La ballade de Lila K, c’est d’abord une voix : celle d’une jeune femme sensible et caustique, fragile et volontaire, qui raconte son histoire depuis le jour où des hommes en noir l’ont brutalement arrachée à sa mère, et conduite dans un Centre, mi-pensionnat mi-prison, où on l’a prise en charge.
Surdouée, asociale, polytraumatisée, Lila a tout oublié de sa vie antérieure. Elle n’a qu’une obsession : retrouver sa mère, et sa mémoire perdue.
Commence alors pour elle un chaotique apprentissage, au sein d’un univers étrangement décalé, où la sécurité semble désormais totalement assurée, mais où les livres n’ont plus droit de cité.
Au cours d’une enquête qui la mènera en marge de la légalité, Lila découvrira peu à peu son passé, et apprendra enfin ce qu’est devenue sa mère. Sa trajectoire croisera celle de nombreux personnages, parmi lesquels un maître érudit et provocateur, un éducateur aussi conventionnel que dévoué, une violoncelliste neurasthénique en mal d’enfant, une concierge vipérine, un jeune homme défiguré, un mystérieux bibliophile, un chat multicolore...
Roman d’initiation où le suspense se mêle à une troublante histoire d’amour, La ballade de Lila K est aussi un livre qui s’interroge sur les évolutions et possibles dérives de notre société.
« La Ballade de Lila K », un livre qui fait penser au « Big Brother » de George Orwell et surtout à Margaret Atwood et à ses histoires dystopiques décrites dans « The Handmaid’s Tale » et la suite, « The Testaments ». En même temps, c’est un hommage à Kafka, évident dès le titre du roman, « K » le personnage ostensiblement d’après Kafka.
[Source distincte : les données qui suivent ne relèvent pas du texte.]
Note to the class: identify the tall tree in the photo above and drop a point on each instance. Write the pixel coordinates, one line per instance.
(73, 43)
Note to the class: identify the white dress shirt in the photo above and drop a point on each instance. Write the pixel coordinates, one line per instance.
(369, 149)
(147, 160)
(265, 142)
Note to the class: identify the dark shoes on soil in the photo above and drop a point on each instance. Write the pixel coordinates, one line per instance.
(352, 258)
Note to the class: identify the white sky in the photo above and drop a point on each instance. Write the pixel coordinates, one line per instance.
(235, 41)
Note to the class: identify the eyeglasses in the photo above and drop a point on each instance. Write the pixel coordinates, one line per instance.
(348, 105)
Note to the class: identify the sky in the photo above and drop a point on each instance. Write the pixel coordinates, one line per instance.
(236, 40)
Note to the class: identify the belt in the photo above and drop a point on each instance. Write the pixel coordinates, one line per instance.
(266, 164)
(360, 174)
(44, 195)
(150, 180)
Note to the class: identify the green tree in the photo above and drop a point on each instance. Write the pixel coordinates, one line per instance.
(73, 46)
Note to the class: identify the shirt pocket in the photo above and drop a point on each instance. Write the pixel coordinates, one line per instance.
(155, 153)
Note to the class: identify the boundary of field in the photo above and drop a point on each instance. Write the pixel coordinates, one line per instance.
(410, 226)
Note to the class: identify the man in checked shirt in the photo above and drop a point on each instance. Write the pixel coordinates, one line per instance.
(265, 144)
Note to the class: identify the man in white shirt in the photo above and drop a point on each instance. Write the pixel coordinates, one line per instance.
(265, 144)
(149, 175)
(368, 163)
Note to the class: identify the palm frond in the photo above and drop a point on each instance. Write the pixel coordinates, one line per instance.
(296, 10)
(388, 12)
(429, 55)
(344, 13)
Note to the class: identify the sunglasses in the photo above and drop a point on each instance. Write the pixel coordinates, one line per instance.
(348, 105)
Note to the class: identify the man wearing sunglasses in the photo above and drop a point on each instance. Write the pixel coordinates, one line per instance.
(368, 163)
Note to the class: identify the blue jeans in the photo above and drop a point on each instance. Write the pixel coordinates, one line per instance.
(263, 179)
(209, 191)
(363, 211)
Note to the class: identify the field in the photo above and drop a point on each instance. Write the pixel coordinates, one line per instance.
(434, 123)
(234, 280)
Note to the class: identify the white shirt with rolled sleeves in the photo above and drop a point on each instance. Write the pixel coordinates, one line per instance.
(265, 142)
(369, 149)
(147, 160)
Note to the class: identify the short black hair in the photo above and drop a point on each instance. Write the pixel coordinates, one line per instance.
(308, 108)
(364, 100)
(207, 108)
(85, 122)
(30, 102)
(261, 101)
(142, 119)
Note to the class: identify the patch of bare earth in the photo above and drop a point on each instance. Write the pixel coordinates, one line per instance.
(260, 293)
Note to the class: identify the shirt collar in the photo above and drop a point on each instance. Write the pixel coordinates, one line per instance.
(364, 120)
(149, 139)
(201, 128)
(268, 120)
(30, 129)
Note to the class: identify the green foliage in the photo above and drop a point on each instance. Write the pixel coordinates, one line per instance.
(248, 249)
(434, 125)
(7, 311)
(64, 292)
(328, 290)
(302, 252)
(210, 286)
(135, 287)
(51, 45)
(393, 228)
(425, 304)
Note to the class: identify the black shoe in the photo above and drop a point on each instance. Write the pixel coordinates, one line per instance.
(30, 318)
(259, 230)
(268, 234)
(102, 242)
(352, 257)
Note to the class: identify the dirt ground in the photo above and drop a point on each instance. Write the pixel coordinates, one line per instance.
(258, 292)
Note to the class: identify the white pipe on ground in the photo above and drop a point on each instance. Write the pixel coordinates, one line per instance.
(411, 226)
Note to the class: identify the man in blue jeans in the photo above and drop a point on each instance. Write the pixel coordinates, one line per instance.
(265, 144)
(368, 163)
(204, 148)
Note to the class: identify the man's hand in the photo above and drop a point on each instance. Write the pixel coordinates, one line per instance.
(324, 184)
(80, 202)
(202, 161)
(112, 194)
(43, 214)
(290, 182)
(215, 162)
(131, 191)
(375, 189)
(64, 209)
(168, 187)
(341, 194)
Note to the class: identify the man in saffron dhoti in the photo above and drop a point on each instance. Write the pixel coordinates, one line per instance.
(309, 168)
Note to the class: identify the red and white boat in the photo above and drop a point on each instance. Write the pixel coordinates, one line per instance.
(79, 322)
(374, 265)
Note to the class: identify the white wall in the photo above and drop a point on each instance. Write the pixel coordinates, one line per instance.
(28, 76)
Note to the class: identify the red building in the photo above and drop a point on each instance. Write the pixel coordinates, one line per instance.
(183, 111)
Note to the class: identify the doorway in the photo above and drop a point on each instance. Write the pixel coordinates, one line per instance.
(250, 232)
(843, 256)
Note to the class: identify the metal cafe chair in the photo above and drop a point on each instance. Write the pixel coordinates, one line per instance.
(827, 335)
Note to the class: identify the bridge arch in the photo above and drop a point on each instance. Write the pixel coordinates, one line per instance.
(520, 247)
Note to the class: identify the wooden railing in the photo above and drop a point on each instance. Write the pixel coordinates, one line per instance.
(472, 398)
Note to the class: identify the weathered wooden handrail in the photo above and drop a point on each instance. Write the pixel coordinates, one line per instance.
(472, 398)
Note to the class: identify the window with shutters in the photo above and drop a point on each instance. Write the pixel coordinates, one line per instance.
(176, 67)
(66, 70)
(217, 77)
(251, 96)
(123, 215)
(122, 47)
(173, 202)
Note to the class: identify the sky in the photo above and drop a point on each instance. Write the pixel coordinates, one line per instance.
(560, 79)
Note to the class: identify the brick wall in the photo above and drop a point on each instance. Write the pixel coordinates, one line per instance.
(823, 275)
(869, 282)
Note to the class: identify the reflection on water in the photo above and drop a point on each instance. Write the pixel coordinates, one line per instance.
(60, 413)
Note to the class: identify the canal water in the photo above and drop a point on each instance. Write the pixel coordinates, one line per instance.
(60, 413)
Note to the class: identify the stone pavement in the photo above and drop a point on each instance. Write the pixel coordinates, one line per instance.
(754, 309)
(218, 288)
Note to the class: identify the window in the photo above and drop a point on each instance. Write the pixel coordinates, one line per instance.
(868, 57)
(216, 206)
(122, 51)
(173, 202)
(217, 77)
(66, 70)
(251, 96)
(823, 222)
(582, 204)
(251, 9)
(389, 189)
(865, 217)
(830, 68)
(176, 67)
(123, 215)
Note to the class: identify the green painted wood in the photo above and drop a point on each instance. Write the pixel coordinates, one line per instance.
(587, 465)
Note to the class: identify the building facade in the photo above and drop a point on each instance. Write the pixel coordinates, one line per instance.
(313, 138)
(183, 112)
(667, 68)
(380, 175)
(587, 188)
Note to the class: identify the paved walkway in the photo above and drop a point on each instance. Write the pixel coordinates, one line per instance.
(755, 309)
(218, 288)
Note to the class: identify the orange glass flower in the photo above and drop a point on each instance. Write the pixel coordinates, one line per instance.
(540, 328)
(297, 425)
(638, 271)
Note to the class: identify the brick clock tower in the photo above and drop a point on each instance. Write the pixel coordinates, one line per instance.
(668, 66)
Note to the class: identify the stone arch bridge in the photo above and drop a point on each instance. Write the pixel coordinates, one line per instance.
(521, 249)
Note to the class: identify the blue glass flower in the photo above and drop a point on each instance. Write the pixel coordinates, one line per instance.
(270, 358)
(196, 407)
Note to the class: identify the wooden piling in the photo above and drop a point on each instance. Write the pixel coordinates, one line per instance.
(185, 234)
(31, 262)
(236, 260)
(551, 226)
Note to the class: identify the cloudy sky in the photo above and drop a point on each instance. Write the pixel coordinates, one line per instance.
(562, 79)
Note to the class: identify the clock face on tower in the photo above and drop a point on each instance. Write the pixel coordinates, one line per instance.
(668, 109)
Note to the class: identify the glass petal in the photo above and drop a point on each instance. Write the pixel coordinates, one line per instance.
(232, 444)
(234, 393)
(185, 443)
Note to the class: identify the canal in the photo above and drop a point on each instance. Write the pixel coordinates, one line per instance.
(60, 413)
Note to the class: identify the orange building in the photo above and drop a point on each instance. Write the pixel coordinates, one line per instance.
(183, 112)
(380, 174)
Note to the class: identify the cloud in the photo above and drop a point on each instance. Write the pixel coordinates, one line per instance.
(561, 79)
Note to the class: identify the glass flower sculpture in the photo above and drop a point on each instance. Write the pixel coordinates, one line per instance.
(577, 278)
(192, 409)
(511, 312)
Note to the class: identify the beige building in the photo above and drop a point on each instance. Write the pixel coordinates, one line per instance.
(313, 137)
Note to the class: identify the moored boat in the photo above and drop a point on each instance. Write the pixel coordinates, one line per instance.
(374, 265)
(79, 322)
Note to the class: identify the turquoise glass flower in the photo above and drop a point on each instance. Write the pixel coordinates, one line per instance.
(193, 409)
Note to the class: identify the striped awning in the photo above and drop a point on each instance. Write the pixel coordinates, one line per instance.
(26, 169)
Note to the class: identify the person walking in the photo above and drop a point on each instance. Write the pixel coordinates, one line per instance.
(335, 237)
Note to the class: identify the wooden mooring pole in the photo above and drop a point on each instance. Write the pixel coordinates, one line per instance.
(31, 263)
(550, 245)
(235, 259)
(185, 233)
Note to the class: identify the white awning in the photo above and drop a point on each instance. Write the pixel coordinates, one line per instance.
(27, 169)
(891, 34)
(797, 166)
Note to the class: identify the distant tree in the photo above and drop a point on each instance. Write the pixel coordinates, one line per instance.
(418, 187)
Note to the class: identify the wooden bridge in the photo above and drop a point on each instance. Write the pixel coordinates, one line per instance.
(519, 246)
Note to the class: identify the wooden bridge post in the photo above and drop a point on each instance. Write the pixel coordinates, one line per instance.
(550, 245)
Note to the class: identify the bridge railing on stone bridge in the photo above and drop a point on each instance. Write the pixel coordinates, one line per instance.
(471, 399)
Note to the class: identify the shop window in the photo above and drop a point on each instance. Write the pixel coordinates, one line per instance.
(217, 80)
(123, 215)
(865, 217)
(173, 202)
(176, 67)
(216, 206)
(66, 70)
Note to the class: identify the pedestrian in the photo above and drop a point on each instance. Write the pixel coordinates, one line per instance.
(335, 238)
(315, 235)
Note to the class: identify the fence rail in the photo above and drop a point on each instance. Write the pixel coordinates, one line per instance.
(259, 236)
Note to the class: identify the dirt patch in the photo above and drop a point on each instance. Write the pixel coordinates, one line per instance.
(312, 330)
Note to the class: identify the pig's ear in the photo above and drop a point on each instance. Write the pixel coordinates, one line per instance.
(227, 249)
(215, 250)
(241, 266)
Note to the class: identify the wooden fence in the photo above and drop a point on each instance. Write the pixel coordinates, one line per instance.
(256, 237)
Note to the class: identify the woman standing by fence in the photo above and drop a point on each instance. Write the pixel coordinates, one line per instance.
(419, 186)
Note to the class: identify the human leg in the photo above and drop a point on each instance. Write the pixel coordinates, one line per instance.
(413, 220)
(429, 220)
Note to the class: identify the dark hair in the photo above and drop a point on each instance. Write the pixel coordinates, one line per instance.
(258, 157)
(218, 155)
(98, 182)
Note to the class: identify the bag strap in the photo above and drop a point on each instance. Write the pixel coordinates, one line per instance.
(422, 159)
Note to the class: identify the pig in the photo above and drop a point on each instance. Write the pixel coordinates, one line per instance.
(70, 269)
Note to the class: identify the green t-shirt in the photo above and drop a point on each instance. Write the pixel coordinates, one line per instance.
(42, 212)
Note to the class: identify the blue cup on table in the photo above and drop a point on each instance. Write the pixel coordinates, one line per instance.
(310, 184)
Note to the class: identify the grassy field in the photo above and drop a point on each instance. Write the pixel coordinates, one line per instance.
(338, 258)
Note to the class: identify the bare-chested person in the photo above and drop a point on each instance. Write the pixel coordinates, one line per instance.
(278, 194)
Il s’agit d’une société futuriste, à moins de cent ans de la nôtre, où tout est contrôlé par « l’état de droit ». La société est envahie par des caméras, il y a des dossiers sur chacun, même sur les animaux de compagne, et tout est programmé : la sexualité, la conception, la contraception, la nutrition, les analyses médicales, les injections dans le visage. Les lectures sont numérisées et censurées, et il n’y a plus de livres en papiers, en raison « d’allergies ». En dépit de la « sécurité » et de la « protection », certains « gens normaux » décident de s’Installer « extra muros », dans « la Zone » pour échapper à la surveillance permanente, car « il ferait bon y vivre malgré la crasse et l’insécurité » p. 352 La fin est ouverte et je voudrais croire qu’il y ait de l’espoir et que « amor vincit omnia » (l’amour conquiert tout) mais, je cite encore une fois Margaret Atwood, « anything can happen anywhere, given the circumstances ».